Note: I'm revamping and reintroducing this post (which was formerly on my private, for VIPs only blog) after a conversation I had with a friend last night. Enjoy!
I have accepted the fact that I am not a "love at first sight" or even "lust at first sight" girl. I'm actually happy that I'm more of a "to know her is to love her" girl. The qualities I have to offer someone may not be readily apparent, but they are much longer lasting. That said, niceness and a love of sports don't exactly bring all the boys to the yard (and neither does my milkshake). A guy doesn't see me in the bar and think, "Wow, I would love to watch her score a baseball game." That just doesn't happen. I don't honestly know what guys think when they see me in the bar (which is rare anyway), but I know they definitely don't approach me. Or at least, they rarely do.

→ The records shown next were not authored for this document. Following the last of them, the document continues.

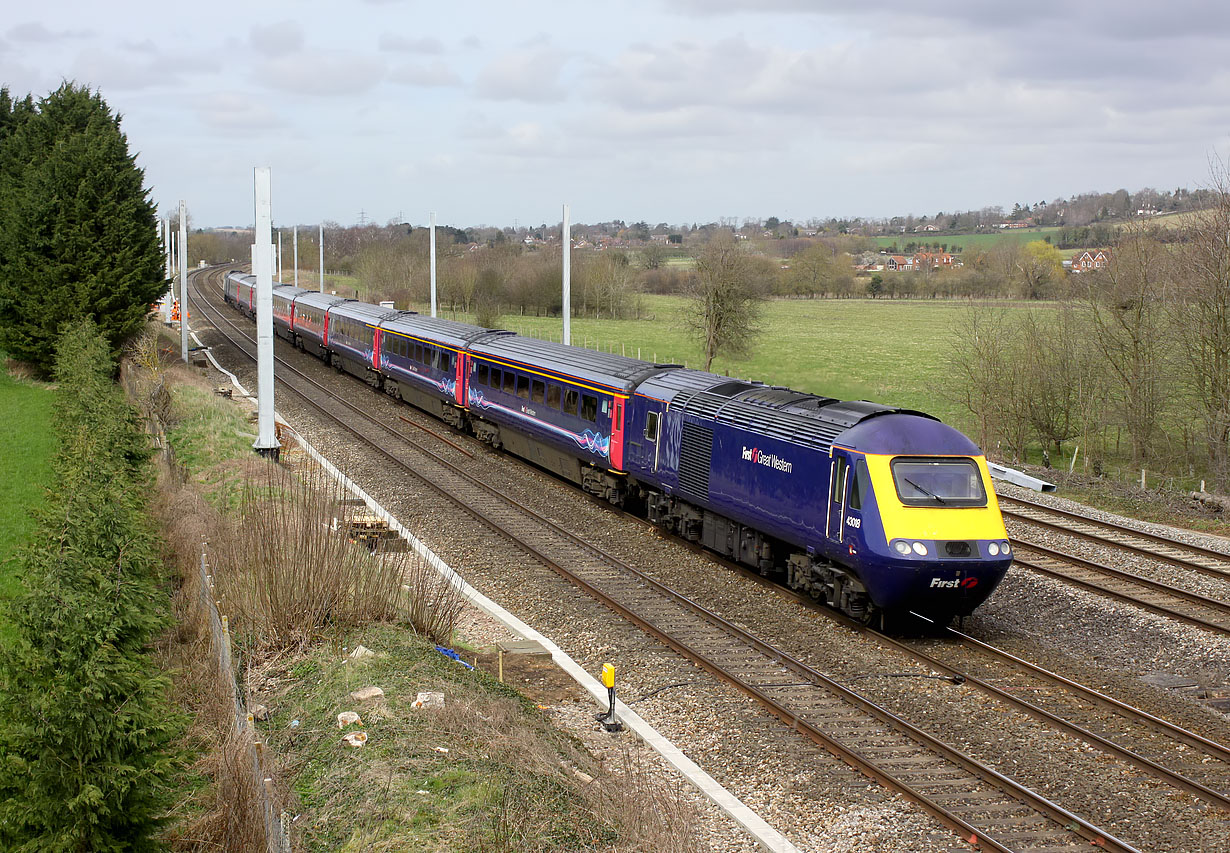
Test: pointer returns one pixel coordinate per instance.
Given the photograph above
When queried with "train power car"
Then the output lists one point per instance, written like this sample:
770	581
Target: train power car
875	510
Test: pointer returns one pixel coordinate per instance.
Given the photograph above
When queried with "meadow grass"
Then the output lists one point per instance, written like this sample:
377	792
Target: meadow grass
891	351
25	472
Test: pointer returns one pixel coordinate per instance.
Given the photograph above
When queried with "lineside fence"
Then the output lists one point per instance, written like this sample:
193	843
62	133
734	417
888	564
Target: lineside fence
277	820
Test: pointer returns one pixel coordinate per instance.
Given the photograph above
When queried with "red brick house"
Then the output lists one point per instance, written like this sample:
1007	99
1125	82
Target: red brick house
1091	259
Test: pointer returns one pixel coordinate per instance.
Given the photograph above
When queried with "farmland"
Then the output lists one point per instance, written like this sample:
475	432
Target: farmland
880	350
25	469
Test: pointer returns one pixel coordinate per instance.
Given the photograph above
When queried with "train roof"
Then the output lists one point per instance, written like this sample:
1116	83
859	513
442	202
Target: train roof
779	412
362	312
449	332
907	433
317	299
600	368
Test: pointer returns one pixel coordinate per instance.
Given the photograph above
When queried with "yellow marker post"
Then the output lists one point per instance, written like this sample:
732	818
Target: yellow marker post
608	719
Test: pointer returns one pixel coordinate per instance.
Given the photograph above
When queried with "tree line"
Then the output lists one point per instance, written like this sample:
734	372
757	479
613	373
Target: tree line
76	227
1132	362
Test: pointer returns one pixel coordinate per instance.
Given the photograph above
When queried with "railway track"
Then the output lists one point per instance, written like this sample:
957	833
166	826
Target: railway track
1137	543
980	804
1197	586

When I was in college, there was one guy who approached me repeatedly in bars and other events on campus. He was a decent-looking guy, even if he was barely my height and defintely weighed less than I did. (I eventually found out he was an All American wrestler in one of the lower weight classes.) If his advances had seemed sincere, I might have gone on a date with him, but over the course of four years, this guy only approached me when he was completely wasted. In fact, when I had to interview him for a newspaper article (and I'm assuming he was sober because it was 10 a.m.), he couldn't get away from me quickly enough.
Earlier this year, a similar event happened. I was sitting in Legends, enjoying a post-concert drink with a friend and two guys wandered in. One seemed more sober than the other, who within seconds was asking me for a kiss on the cheek. He might have been cute if he'd been able to stand up. And I might have given him my number if he'd asked for it before he crossed my personal space boundaries.

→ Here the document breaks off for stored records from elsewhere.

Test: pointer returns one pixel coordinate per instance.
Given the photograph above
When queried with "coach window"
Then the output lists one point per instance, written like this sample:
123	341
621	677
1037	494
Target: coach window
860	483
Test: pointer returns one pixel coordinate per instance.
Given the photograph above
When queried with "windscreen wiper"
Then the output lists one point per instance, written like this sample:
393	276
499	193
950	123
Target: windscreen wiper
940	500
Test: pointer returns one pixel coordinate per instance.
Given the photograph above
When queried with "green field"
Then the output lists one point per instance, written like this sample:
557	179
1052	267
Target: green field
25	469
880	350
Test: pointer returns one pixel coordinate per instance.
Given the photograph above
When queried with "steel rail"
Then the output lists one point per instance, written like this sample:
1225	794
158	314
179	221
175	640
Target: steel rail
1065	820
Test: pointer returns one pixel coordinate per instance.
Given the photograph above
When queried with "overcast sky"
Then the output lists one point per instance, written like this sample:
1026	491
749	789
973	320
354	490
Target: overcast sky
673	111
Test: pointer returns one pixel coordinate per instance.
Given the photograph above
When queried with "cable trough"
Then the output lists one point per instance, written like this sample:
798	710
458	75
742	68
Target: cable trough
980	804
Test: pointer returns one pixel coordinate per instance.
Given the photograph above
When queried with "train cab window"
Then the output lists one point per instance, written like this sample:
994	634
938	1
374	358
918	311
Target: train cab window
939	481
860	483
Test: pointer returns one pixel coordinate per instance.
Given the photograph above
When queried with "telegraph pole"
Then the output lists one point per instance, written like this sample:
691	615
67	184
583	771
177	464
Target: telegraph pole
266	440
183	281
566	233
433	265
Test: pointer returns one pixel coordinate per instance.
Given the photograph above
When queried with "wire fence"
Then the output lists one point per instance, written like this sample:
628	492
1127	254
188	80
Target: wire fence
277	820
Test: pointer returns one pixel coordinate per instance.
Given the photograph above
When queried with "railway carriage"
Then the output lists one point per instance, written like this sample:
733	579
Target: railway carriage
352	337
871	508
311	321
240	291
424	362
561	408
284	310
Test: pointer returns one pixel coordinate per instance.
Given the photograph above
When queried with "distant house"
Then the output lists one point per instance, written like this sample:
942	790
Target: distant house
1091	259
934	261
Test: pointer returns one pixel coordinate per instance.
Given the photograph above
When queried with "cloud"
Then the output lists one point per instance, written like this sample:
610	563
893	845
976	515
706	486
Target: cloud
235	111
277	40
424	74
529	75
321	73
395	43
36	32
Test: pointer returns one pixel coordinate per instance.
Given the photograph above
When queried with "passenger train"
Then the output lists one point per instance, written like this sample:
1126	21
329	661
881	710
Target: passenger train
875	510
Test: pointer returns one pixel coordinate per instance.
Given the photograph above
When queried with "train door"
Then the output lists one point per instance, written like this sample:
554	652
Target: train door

Sorry if that makes me a bitch. I like the dark-eyed boy next door, not the half-closed-eyed boy with the beer stains down the front of his shirt. And I like a guy with quiet confidence, not the guy climbing into my lap or molesting me on the dance floor.
So what is it about me that only attracts the drunk guys? Ironically, during most of these events, I have been completely sober, which only made the guys more annoying. Some of my friends have insisted it's probably just a lowering of inhibitions. I'd like to think that, but I'm not completely convinced it's not a lowering of standards. Maybe guys only find me attractive when they're viewing me through beer goggles. If that's true, I suppose I need to go with it. Except I'll find the one guy I want, get him drunk and then use it to my advantage. I'll let you know how that works out.